The no BS Ryzen Thread: All official information on Ryzen here

Clocks will probably be about the same as now. It looks like there is a very significant process tech limitation for Ryzen on the Samsung 14nm LPP process. Add to this that the lower core count Ryzen will be harvested dies. There are no special dies for the six and four core parts as of yet. Although the CCX:es can't be too imbalanced, you'll wont get 1+3, rather 2+2. A single CCX could be interesting, but so far not something AMD has said they are doing. We will probably get die harvested APUs much later on (well after the APUs launch) that has a borked GPU but the CCX is ok. Not sure that will be better than die harvested Ryzen though.

Ryzen on Samsung 14nm LPP doesn't seem to clock high at all. The Stilt has a telling diagram in his technical writeup:

The Freq to Vcore ratio is great up to 3.3 GHz (almost linear) where it gets worse. Then you have a second critical point at 3.5 GHz. Then it gets much, much worse after that. 14nm LPP is very efficient up to 3.3, it will simply never clock as high as Intel's improved 14nm, as the latter is a far superior process.

High clocks just isn't for Ryzen, it is more interesting to look at low frequencies. The Stilt does that, very interesting numbers at low clocks. Very impressive performance at very low power consumption. Mobile/laptop chips will be good no doubt. But we won't get any high clocked desktop chips. This is also not something AMD can do much about, as it looks like it is a process tech limitation. Later Zen versions might have improvements, we'll see when Zen2, Zen3 etc comes around.

Also, isn't low power performance more important than really high clocked desktop parts? Laptops tablets etc is probably a much bigger market than high end desktops. Just like AMD seems to be betting Zen for servers too, Naples could make a serious dent in Intel's server sales. Performance per watt is important in server, and so is scaling over many cores. Looks like Naples have all that in spades, or at least it will be interesting again. So many years of only Intel gets borig, lol.

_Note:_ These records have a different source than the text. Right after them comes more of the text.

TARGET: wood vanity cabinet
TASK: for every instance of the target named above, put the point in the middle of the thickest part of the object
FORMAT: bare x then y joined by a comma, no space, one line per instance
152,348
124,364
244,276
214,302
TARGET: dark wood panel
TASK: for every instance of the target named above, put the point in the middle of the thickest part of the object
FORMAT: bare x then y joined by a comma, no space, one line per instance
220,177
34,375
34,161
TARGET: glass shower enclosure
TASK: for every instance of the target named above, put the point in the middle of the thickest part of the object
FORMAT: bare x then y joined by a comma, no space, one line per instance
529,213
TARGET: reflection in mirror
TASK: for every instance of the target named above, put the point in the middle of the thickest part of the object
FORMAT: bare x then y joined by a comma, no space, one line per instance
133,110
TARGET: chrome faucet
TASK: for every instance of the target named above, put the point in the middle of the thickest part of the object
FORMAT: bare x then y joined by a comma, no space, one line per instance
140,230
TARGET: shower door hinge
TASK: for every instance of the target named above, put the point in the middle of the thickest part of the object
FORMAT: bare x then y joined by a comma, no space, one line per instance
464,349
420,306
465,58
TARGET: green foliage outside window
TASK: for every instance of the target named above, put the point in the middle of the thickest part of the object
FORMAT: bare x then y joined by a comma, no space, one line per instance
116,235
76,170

Thanks for linking the PCPer article @Marten , it is a very good one and I do believe Allyn when he writes that it took all day and that the whole team pitched in. Ryan also has added an edit at the top:
https://www.pcper.com/reviews/Processors/AMD-Ryzen-and-Windows-10-Scheduler-No-Silver-Bullet

Editor's Note: The testing you see here was a response to many days of comments and questions to our team on how and why AMD Ryzen processors are seeing performance gaps in 1080p gaming (and other scenarios) in comparison to Intel Core processors. Several outlets have posted that the culprit is the Windows 10 scheduler and its inability to properly allocate work across the logical vs. physical cores of the Zen architecture. As it turns out, we can prove that isn't the case at all. -Ryan Shrout

PSA:

Their findings suggest there isn't any malice in the scheduling or SMT usage. It may be down to the way the architecture handles loads that are crossing over different physical cores, and, especially between two modular cores (4 x 4). So let's say a certain load communicates between core 1 and core 2, that would have detrimental performance, but a load communicating between core 1 and core 7, two cores in either sides of the modular complexes, this would have further detrimental performance. This kind of load would be found in games today that are more closely parrying the multithreaded work load of current gen consoles, especially the Vulkan and DX12 titles.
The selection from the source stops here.